# Converting Attic Knee Wall Space to Insulated Closet



## gigascott (Jan 11, 2009)

I have an uninsulated attic knee wall space that I would like to convert to an insulated closet. I have attached a picture of what I would like to do and here are the steps I am planning to take:

1. Take out the insulation from behind the drywall. 

2. Move that insulation to the slanted rafters with air flow spacers between the plywood and the insulation. I probably will need to purchase more insulation since I don't think the insulation from behind the drywall will be enough.

3. Put in vertical studs that connect the slanted rafters to the floor. This would be the backbone to a small vertical wall.

4. Put insulation between the built studs. Do I need anything behind this insulation? I suppose it will stay in place because it is squeezed between the studs, right?

5. Install paneling to cover insulation on the slanted rafters, the new vertical wall, and the back of the drywall wall.

6. The small door that allows access to the space has a gasket seal on it. I would then remove that gasket and probably shorten the door some to allow for air circulation into the new cloest.

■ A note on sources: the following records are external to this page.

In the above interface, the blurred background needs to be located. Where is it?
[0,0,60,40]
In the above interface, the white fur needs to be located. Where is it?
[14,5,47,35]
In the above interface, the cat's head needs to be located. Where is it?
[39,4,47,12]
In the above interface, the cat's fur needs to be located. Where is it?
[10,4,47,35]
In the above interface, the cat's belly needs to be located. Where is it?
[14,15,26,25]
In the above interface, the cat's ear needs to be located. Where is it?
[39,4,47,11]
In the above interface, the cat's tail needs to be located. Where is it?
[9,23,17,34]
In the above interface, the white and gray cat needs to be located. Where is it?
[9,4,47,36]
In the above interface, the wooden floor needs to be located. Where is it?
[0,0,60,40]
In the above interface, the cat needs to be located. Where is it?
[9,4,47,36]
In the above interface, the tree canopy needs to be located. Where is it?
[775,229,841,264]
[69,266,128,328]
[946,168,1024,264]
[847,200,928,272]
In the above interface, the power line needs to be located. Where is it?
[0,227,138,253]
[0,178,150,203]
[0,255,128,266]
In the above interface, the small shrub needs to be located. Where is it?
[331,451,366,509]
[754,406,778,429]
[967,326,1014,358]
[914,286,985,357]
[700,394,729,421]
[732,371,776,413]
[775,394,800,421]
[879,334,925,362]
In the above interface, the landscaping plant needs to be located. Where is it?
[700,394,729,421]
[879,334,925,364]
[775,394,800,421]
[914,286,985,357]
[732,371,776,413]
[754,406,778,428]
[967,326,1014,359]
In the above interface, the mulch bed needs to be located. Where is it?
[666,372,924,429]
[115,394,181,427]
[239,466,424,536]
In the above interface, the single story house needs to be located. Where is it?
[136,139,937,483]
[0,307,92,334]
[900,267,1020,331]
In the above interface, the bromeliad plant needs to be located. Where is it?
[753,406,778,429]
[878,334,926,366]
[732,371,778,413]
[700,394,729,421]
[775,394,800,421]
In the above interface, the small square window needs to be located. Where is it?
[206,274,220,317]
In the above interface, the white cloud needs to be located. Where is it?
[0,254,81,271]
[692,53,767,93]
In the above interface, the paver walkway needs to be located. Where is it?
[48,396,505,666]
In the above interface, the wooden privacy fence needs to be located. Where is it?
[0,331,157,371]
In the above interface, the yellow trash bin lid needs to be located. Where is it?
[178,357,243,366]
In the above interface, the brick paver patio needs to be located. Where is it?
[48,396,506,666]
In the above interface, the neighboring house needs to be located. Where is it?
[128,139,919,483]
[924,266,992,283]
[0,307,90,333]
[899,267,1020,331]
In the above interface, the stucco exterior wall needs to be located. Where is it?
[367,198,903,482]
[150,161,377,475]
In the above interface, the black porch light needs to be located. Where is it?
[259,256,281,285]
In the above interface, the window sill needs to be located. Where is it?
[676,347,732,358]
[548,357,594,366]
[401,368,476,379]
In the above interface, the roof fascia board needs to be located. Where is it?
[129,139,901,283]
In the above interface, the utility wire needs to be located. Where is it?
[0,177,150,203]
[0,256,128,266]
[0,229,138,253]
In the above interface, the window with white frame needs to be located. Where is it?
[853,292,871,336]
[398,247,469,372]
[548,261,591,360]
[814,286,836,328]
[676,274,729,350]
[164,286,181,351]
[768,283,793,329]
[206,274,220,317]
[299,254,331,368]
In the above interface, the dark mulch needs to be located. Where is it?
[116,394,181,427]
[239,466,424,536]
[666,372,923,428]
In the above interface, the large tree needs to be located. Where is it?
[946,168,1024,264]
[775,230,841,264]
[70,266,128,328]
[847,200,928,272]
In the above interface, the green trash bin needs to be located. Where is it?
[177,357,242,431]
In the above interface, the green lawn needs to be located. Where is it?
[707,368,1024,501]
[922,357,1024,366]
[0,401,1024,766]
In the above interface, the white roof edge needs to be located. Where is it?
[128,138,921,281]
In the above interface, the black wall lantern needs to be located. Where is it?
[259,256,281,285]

Does anyone see a problem with what I am proposing? I am planning to use 3/16" thick paneling to finish the closet. Do I need drywall or something else between the paneling and insulation? I suppose I need to caulk the seams of the paneling to seal the room, no? Thoughts? 

-gigascott


----------



## Ron6519 (Mar 28, 2007)

I would use unfaced insulation and then cover it with 6 mil plastic as it's a better seal against air filtration. You would overlap the edges and tape them. You want to make sure the edges overlap from wall to wall and wall to ceiling. Where it hits the floor, you can caulk the edge. You can always use rigid insulation behind the kneewall to keep the insulation in place.
Ron


----------



## Winchester (Aug 27, 2008)

I was researching this about a month ago and like this PDF file that I found.

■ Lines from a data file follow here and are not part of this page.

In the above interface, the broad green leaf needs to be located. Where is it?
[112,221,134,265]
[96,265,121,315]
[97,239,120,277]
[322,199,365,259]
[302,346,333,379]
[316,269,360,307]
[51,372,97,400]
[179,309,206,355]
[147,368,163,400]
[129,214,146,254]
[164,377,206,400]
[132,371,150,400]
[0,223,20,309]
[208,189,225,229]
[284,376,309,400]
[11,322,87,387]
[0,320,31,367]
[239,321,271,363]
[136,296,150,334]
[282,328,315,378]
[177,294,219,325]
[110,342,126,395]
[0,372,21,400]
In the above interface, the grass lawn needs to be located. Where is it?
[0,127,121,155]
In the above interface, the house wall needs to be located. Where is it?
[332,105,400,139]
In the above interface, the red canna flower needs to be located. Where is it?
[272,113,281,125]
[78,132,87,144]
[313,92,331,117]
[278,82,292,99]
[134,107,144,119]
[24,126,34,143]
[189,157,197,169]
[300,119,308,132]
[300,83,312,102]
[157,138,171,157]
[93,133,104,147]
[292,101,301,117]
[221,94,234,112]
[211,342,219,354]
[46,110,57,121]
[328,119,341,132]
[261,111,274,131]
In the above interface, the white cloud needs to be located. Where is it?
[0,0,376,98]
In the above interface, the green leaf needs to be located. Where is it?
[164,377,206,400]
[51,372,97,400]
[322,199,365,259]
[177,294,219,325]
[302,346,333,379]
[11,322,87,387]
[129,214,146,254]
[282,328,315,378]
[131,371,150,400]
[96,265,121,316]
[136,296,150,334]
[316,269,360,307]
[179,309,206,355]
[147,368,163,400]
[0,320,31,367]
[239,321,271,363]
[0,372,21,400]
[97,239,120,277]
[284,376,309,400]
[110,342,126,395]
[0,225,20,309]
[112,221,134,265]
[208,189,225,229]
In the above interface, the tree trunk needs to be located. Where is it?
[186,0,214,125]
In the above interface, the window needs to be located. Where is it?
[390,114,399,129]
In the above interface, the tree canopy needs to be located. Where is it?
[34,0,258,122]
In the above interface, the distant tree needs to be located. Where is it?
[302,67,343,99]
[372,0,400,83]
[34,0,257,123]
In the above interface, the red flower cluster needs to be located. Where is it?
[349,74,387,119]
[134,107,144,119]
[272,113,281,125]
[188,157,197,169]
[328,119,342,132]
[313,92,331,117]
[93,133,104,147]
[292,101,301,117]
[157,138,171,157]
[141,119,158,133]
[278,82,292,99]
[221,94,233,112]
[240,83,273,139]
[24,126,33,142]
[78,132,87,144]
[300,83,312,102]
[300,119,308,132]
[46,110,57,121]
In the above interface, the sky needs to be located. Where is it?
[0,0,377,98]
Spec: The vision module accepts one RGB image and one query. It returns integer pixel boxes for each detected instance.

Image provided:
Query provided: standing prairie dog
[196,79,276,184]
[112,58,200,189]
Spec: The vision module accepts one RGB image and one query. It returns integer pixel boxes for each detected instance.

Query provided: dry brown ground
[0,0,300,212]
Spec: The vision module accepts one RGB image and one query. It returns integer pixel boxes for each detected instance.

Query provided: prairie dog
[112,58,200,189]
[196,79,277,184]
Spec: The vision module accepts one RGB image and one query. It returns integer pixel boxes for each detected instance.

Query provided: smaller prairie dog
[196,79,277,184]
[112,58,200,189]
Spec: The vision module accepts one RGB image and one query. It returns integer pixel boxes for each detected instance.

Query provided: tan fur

Best of luck! Send some pic. :thumbsup:


----------



## EastNashville (May 10, 2010)

I am about to do the same thing and was wondering if you finished this project and any tips? Thanks.


----------



## DigitalMike (Dec 3, 2010)

I am also working on this same project right now. 

I have removed the old wall board from the knee wall, and am removing the old Gyproc Insulation. I need to re-wire the rooms and was also considering putting some lights into this closet controlled by a switch just inside the small door.

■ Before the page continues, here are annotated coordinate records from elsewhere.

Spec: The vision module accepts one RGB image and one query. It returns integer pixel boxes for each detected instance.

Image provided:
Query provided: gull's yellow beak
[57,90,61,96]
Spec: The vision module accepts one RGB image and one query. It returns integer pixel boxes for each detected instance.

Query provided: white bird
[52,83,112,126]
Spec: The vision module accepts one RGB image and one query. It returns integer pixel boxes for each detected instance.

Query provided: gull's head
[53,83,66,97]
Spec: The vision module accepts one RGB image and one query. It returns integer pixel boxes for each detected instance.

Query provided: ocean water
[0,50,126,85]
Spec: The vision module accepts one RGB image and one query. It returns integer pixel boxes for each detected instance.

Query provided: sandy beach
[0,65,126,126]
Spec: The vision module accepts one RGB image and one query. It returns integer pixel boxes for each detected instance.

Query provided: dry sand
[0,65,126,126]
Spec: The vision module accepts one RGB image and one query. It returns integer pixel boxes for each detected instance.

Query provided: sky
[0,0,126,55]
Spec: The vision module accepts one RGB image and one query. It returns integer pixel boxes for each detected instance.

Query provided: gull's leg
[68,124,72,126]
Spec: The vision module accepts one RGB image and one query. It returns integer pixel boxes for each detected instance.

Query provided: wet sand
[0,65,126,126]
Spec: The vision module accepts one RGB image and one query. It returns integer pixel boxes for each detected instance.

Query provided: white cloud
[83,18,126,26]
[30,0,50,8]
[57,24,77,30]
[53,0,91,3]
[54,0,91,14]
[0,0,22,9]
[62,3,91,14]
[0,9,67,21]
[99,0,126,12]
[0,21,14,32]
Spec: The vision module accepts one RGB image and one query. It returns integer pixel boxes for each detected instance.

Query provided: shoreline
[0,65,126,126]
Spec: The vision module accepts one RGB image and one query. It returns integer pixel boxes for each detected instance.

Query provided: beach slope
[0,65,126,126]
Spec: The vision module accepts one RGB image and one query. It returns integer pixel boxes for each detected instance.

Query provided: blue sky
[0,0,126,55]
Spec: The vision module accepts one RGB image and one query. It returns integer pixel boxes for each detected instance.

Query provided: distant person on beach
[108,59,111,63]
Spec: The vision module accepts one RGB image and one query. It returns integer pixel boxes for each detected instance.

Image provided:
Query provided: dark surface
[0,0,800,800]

My only concern about all of this is do i seal the soffits, or leave them clear?

I'm not sure weather to make it a cold closet with ventilation to outside, or seal the closet and heat it from inside.

Has anyone done this before? any advise?


----------



## Ron6519 (Mar 28, 2007)

I don't understand why you would vent a closet to the exterior. It's part of the interior envelope of the house, treat it that way. 
Soffit vents stay open. You would frame the closet. Insulate and vapor barrier it. 
Ron


----------



## jordan83 (Sep 8, 2010)

Any pics of the finished project ?


----------



## Hunter25 (Jan 19, 2011)

i am doing the same thing right now. do you have any before during and after pictures?


----------